Waikoloa development projects move forward


A proposed Waikoloa development had its rezoning approved Wednesday, but not before Hawaii County Council members altered a few project conditions.

Kohala Councilwoman Margaret Wille introduced several amendments to Hawaiian Riverbend LLC’s proposal for a commercial development on just less than 15 acres along Waikoloa Road and Paniolo Avenue.

“The major concerns were really about traffic and congestion and dealing with that. This was an intersection designed with 5,000 residents coming out and now we’re adding a major development,” Wille said.

Councilwoman Brenda Ford, South Kona and Ka‘u, agreed.

“I’m looking at a community that has been suffering for decades with bad transportation flow through this area,” Ford said. “I don’t care what you put in there, you’re going to impact quite severely traffic coming out of that particular driveway.”

The proposed development would be a shopping complex of about 170,000 square feet, with one of the first tenants likely to be a hardware store, a consultant said. Wille said she heard the phrase “small hardware store” and worried the business would end up being a large store, such as a Home Depot.

Consultant Sidney Fuke, representing the landowner, argued against some of the conditions, particularly ones that would require the developer to construct an interior access road earlier than the Department of Public Works and Planning Department conditions stipulated.

“One of my friends said the most insidious forms of denial is excessive conditions,” said Fuke, a former county planning director.

But he did support some of the other changes, and after more than two hours of deliberation, council members settled on several items, including a condition that tied the issuance of a certificate of occupancy for the development’s second commercial phase to the completion of the disputed access road.

On a nearby development, Waikoloa Mauka’s residential development across Waikoloa Road, council members voted to require the developer to provide the county a 5-acre park site when the developer receives the final subdivision approval for the first project increment.

Fuke also represented that developer, which was seeking a five-year extension to complete the project.
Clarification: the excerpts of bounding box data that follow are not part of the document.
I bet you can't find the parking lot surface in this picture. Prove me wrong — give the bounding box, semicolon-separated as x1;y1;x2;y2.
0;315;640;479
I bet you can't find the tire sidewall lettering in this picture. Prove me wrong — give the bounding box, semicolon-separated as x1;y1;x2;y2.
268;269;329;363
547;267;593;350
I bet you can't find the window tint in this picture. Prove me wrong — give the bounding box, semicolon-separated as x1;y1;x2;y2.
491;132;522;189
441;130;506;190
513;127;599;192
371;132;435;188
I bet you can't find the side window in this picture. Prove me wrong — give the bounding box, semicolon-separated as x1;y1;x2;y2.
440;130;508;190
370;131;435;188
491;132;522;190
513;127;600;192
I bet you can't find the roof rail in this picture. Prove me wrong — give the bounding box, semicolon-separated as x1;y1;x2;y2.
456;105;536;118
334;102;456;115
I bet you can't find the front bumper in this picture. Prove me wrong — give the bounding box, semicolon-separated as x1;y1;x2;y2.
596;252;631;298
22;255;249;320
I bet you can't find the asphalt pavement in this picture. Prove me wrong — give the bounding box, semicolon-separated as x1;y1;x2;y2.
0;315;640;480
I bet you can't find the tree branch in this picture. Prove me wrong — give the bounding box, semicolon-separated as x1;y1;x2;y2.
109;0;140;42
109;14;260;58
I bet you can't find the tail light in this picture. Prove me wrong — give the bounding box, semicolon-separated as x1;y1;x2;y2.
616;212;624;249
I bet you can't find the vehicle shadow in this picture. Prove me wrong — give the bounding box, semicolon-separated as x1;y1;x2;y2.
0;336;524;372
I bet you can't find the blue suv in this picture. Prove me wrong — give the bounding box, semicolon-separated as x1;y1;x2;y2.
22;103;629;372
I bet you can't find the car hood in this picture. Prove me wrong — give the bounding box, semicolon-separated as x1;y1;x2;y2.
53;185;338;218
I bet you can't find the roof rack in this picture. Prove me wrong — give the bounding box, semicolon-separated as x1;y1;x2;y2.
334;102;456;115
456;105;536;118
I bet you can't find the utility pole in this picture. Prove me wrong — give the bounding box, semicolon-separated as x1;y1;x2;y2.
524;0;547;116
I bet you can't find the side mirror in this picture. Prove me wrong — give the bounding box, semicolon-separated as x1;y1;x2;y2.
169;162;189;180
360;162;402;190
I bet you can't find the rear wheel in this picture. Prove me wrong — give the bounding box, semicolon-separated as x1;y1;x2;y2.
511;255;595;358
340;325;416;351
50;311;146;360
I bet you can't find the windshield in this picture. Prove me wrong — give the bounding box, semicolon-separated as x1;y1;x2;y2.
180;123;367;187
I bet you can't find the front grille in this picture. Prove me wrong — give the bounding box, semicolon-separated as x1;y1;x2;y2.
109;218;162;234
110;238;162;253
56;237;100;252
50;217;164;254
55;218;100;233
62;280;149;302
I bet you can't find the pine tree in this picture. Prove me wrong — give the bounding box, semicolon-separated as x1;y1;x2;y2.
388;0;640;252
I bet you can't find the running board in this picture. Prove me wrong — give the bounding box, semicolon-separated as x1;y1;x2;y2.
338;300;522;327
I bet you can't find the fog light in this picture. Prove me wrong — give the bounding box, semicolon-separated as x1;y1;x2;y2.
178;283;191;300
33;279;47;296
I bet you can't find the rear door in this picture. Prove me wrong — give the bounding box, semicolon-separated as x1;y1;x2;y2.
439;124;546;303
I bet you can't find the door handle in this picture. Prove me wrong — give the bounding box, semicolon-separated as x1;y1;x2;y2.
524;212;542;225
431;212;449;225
Fuke said the council’s amendments “will result in much better projects. It’s for the benefit of the community as well.”

Council members breezed through a slate of resolutions, urging state Legislators to consider making fuel tax money available for private subdivision roads that get heavy public use, not to extend the cap on the counties’ portion of the transient accommodations tax and to approve measures to provide funding for the Keaau-Pahoa Road and the University of Hawaii-Hilo College of Pharmacy building.

Council members unanimously approved Bill 24, which codifies the requirement that any land the county purchases with Public Access, Open Space and Natural Resources Conservation fund not be sold, mortgaged or transferred.